For that matter, the argument about unforeseen consequences is a sword that cuts both ways. Precisely because human social experience has never recognized same-sex marriage on any large scale, we don’t know the extent to which metaphysical meanings—the enchantment of marriage—can be instantiated in same-sex unions. How faithful will they prove? How much infected by the divorce culture of modern America? How spiritual? How mundane? How will they face up to the woe of the quotidian that, as Schopenhauer insisted, marriage forces us to see? How will such unions aid their participants to perceive the joy of creation?

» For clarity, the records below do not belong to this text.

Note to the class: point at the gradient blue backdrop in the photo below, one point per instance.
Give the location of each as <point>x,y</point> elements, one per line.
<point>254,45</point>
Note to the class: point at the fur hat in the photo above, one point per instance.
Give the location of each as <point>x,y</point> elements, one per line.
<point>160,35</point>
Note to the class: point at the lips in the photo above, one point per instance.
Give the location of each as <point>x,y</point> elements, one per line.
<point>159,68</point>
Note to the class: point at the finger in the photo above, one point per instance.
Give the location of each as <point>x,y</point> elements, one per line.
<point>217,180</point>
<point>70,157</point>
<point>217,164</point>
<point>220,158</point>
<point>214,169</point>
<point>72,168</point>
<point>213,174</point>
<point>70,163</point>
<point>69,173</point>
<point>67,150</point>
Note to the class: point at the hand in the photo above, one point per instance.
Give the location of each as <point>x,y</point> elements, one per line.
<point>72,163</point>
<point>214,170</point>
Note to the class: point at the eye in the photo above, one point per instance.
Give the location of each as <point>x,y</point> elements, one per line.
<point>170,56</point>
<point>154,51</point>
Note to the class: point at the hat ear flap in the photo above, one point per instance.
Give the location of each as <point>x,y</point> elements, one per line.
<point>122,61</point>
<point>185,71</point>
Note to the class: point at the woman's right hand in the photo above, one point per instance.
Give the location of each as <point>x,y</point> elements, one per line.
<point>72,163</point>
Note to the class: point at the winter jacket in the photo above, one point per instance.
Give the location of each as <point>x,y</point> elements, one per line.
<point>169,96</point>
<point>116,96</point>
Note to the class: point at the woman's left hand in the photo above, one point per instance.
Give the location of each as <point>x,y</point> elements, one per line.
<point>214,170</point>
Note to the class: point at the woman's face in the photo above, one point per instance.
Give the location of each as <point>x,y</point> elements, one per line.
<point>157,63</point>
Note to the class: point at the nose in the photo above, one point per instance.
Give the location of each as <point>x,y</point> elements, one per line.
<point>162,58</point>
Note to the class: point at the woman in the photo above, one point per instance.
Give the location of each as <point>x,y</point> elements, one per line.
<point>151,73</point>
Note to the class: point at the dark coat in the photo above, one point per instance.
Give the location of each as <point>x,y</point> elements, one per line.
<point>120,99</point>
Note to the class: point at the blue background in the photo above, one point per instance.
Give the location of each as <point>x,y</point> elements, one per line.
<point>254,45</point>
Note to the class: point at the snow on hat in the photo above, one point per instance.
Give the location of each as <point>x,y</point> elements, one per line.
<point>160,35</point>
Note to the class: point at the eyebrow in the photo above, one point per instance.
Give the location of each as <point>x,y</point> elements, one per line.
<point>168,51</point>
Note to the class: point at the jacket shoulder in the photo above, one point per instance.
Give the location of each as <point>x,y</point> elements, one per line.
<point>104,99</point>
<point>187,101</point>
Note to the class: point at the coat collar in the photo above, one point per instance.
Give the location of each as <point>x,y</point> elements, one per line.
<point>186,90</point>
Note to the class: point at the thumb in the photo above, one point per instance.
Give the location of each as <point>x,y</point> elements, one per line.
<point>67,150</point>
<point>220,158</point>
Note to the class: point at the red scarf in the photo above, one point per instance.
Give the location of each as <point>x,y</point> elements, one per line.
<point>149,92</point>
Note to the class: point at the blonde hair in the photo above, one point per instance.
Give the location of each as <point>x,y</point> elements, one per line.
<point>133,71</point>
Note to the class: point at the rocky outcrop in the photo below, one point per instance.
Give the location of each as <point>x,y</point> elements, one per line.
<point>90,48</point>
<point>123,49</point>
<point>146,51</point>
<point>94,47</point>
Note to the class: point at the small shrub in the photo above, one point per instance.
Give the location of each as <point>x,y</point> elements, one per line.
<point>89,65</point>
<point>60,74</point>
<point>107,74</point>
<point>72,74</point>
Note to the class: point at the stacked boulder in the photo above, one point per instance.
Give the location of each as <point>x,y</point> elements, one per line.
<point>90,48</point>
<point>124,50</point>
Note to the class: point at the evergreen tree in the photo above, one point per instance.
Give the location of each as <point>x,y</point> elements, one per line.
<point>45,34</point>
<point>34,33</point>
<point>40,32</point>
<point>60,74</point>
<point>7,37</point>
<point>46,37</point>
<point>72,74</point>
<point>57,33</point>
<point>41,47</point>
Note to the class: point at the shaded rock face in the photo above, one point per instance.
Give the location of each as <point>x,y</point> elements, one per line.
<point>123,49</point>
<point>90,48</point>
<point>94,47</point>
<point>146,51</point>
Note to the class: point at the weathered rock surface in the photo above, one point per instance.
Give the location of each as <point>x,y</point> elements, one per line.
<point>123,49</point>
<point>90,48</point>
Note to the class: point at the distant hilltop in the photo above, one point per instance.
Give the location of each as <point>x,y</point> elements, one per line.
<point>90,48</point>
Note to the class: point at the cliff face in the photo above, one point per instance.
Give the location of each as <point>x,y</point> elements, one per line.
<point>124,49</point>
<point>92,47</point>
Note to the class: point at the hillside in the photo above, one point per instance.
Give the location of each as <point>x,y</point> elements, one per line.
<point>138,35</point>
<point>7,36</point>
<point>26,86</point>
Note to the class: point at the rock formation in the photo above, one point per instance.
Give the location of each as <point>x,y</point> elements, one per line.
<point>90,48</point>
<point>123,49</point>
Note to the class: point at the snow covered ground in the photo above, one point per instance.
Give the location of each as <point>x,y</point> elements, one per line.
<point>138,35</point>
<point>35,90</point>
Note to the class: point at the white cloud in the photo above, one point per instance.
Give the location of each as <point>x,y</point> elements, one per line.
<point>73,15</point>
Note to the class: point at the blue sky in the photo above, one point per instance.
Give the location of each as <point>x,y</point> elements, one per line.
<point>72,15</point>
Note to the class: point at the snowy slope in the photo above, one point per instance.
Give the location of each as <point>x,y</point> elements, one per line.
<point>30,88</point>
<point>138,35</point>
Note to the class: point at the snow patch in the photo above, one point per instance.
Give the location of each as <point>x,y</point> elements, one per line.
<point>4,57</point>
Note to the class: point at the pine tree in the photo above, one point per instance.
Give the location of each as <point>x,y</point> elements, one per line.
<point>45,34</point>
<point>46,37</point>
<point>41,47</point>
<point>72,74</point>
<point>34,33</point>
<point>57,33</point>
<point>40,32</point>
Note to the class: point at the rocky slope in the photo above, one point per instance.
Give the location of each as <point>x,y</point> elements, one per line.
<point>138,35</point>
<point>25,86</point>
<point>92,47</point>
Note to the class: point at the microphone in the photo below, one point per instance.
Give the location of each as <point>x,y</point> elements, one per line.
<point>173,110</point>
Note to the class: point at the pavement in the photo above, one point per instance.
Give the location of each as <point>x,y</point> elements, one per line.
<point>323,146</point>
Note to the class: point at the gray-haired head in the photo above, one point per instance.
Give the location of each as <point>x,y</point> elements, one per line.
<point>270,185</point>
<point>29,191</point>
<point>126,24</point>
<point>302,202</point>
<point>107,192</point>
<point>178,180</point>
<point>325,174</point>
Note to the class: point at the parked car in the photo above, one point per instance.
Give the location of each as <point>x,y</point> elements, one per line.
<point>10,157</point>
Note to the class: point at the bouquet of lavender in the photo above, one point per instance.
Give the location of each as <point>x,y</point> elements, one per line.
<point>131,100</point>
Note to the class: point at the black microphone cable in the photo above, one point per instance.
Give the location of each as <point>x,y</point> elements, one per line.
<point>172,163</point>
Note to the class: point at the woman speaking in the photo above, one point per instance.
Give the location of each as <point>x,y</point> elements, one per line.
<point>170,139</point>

The answer is that we can’t predict the effects of same-sex marriage. I think some good will come, I hope some good will come, but I cannot say with certainty that all must go well with this social change. Still, as the church turns to other and far more pressing ways to re-enchant the world, we’ll have time to find out. And when we are ready to start rebuilding the thick natural law that recognizes the created world as a stage on which the wondrous drama of God’s love is played, we will have the information we need to decide where same-sex marriage belongs in a metaphysically rich, spiritually alive moral order.

To an atheist, of course, this all seems quite silly. And it should. But he is speaking to his fellow Catholics, not to us. And I expect that we will see more and more of this, more anti-equality advocates recognizing the inevitable and finding some way to accommodate same-sex marriage without jettisoning the rest of their beliefs.